I debuted the Annual Rate Charts (ARCs) on twitter over a month ago and since I’m unleashing the Tableau to the public, I wanted to ensure proper documentation was available.
You can find the link to the interactive Tableau Charts HERE!
What are Annual Rates Charts?
Annual Rate Charts (ARCs) are a way to measure the production and expected production of a player relative to their time on the ice. Production is quantified using the Goals Above Replacement (GAR) and Expected Goals Above Replacement (xGAR) models from Evolving-Hockey. If you want an in-depth analysis of how GAR is calculated, documentation is available here. In short, GAR is a single number that captures the contribution of that player in different game situations. GAR is subdivided into several categories, including even strength offense & defense, power play, penalty kill, takeaways and faceoffs. The number for each player represents the number of goals more (positive) or less (negative) that a player contributions relative to a replacement-level player (by position).

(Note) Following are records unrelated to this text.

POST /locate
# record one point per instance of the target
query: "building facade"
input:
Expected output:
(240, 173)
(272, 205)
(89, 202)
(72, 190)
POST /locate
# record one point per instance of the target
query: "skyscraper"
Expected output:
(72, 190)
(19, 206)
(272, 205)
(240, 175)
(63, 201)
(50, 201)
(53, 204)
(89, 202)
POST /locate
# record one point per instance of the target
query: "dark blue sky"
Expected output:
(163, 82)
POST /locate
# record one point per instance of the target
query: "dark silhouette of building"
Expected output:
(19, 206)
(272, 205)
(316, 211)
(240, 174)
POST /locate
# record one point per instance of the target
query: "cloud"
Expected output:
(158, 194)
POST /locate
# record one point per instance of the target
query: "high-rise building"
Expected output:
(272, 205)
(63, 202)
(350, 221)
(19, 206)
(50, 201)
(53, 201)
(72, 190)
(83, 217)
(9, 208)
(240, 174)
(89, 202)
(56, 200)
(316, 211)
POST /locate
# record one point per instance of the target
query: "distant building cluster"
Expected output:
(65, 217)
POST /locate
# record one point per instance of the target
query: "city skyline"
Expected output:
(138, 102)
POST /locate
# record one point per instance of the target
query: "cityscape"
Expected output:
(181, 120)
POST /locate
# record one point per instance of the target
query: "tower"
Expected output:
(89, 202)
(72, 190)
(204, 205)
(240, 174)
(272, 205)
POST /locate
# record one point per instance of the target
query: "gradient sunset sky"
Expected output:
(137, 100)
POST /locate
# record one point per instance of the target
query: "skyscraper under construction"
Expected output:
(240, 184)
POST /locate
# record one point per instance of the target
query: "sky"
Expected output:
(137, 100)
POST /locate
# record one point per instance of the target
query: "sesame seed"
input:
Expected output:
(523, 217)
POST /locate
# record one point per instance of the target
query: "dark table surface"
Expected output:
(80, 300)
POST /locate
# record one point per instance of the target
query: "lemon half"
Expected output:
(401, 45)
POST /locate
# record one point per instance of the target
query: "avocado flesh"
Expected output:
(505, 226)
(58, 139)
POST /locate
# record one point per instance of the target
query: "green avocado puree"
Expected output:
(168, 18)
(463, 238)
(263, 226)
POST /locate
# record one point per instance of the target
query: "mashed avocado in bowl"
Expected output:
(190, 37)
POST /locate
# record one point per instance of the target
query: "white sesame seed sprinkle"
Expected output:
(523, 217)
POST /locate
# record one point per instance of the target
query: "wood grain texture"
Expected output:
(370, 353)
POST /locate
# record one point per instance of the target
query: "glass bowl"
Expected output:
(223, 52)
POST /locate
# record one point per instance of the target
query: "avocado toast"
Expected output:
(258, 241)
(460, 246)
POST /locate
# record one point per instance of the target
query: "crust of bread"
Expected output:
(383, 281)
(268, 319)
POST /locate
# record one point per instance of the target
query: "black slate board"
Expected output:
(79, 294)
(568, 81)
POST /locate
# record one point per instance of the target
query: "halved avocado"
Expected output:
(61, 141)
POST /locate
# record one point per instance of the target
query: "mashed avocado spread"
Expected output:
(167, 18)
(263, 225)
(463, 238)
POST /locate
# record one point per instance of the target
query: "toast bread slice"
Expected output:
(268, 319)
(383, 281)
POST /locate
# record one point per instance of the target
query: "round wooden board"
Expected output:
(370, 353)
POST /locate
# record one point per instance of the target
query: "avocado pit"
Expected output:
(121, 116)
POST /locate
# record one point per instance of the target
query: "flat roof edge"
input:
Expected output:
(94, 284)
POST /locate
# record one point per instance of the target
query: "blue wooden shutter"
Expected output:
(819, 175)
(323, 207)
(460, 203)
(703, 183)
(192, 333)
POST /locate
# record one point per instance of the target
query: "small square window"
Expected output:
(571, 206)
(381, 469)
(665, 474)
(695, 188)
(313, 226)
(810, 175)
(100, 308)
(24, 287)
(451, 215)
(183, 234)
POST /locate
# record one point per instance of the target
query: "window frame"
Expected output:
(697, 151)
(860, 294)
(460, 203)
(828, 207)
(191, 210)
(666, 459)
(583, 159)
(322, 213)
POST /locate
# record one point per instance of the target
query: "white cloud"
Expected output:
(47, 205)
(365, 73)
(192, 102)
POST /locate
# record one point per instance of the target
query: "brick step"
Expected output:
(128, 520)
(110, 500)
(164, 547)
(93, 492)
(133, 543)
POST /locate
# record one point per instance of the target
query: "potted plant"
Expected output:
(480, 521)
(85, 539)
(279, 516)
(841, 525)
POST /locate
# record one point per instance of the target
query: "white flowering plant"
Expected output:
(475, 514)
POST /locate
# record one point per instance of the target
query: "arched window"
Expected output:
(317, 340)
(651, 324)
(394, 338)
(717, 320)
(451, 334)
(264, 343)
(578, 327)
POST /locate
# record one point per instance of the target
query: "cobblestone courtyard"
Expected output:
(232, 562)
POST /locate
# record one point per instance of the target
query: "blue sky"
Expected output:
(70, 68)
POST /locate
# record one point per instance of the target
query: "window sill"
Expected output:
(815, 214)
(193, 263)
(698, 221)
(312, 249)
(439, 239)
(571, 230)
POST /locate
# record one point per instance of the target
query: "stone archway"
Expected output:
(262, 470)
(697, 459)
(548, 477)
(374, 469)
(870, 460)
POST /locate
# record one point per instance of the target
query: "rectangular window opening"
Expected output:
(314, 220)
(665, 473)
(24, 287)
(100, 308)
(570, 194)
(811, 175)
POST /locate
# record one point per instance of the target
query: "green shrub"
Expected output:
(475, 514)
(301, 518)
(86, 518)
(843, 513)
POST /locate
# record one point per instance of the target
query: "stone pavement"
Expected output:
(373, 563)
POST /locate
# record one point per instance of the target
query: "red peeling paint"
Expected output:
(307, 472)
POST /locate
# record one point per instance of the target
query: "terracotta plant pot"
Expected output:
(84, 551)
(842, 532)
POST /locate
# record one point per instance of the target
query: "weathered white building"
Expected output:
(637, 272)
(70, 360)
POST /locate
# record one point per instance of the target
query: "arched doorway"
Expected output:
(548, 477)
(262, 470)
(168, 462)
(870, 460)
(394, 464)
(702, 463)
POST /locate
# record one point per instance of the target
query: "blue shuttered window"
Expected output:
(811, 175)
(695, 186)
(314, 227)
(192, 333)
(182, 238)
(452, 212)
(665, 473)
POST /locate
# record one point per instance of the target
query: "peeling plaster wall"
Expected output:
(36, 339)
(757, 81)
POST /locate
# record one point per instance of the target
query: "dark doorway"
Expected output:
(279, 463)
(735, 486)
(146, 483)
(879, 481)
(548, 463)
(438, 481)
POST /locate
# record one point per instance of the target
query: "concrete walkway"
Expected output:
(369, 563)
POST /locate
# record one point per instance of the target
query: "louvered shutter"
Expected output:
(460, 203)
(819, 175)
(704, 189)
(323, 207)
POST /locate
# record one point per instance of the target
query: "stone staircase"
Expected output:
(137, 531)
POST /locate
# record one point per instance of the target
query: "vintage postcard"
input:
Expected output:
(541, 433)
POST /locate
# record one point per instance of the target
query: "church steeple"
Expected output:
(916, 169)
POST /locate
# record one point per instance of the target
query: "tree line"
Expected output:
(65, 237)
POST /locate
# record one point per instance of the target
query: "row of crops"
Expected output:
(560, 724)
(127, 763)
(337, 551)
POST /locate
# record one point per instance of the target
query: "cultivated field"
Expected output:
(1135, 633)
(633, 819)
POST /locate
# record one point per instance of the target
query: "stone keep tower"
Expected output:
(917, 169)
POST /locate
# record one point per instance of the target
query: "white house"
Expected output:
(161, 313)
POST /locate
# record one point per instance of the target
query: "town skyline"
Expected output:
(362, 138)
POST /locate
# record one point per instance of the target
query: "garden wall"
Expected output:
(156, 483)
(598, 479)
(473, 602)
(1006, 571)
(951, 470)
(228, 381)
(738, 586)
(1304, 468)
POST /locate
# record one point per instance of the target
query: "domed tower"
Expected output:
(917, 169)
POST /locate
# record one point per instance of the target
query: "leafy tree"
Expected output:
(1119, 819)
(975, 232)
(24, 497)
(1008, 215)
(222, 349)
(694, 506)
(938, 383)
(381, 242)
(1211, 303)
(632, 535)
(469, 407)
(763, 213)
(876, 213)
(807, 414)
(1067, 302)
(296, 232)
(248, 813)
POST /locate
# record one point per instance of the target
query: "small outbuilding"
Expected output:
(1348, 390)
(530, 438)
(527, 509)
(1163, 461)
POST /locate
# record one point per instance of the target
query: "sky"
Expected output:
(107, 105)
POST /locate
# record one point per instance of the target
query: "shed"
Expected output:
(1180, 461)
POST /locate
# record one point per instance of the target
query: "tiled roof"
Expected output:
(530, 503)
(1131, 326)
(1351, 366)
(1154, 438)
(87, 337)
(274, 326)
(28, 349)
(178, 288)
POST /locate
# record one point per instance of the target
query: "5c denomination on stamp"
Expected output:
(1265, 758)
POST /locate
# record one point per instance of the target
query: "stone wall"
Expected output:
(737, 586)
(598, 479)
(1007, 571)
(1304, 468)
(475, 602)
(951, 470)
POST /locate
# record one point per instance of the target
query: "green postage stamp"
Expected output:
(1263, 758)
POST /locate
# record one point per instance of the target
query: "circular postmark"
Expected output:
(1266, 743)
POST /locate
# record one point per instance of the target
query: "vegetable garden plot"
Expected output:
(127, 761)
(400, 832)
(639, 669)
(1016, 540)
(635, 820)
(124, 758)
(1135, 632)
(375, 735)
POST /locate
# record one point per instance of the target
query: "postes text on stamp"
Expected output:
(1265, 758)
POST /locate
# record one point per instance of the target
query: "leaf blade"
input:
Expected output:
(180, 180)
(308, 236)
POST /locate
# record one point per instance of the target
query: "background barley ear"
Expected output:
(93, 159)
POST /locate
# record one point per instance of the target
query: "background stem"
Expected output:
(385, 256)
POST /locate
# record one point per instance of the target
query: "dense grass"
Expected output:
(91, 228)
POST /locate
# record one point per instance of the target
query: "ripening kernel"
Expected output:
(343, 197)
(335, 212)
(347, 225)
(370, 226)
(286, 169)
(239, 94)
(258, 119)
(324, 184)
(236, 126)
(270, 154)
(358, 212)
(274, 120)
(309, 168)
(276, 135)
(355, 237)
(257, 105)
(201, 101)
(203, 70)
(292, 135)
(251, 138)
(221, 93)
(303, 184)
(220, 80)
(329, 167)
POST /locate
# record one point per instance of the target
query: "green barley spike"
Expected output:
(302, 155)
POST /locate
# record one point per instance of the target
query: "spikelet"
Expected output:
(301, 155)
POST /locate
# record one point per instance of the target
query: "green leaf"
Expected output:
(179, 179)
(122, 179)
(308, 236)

Expected GAR (xGAR) is also a single number assigned to each player, which is calculated based on the on-ice performance of a player (including rates, quality, shooting and goaltending). This number is the expected number of goals more or less above replacement-level that the player should contribute, based on their on-ice actions. In other words, xGAR represents the performance of a player, while GAR represents the results of that performance. When I tested the relationship between these values, I find that xGAR captures approximately 86% of the variation in GAR, which is quite substantial for a model including human subjects.
Annual Rate Charts (ARCs) can be differentiated from many other publicly available visualizations using GAR and xGAR data as it is relative to the amount of time a player is on the ice. These rates can be differentiated from many other popular visualizations that display GAR data in aggregate form. There are strengths and weaknesses to both rate and aggregate data, but both are useful in their own way.